The Financial Times is generating some buzz with an interview with Coca-Cola CEO Muhtar Kent, in which Mr. Kent says that China is "in many respects" an easier place to do business than America and said the U.S. "owes itself to architect or create or a 21st century tax policy for both individuals as well as for businesses."
I couldn't quite tell from the FT article if Mr. Kent is agreeing or disagreeing with Warren Buffett, whose Berkshire Hathaway is Coke's largest institutional shareholder, with 200 million shares, $13.4 billion worth, or nearly 9% of the company at last report. Mr. Buffett is a former Coke director, and his son Howard G. Buffett now sits on the Coke board.
The video interview on the FT site sheds some light. Mr. Kent calls for simplification, complaining, "it's so complicated." Solving Mr. Buffett's complaint about his secretary with a "Buffett rule" or new bracket for "millionaires and billionaires" would only make things more complex, so it sure looks as though Mr. Kent is disagreeing with Mr. Buffett.
Says Mr. Kent: "To all governments that are looking to increase taxes, the best method is ensuring that businesses remain healthy so that they can collect more revenue as a result of the health of these businesses and the growth. Growth is the key." Again, it sure sounds like Mr. Kent is disagreeing with Mr. Buffett, who, when he talks about taxes, emphasizes "fairness" rather than growth.
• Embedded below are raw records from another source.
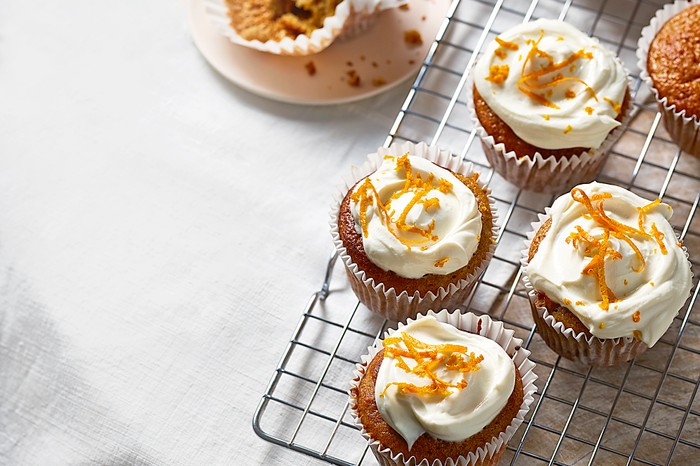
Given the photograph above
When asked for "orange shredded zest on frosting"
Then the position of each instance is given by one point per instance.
(527, 83)
(498, 73)
(441, 262)
(366, 195)
(599, 247)
(507, 45)
(428, 358)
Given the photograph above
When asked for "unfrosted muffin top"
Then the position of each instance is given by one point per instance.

It's almost enough to add Mr. Kent to the list that includes Harvey Golub, a list of CEOs of companies in which Mr. Buffett invested who disagree with Mr. Buffett about taxes.
I wish the FT interviewer had asked Mr. Kent more explicitly and directly what he thought of the Buffett rule. One point Mr. Kent stressed involved lowering corporate taxes on repatriated profits from abroad. If Mr. Buffett benefits via his Coke stake on a corporate tax repatriation holiday that is being pressed by Mr. Kent, the value to him of that could far exceed whatever tiny tax increase he would see as the result of the "Buffett rule."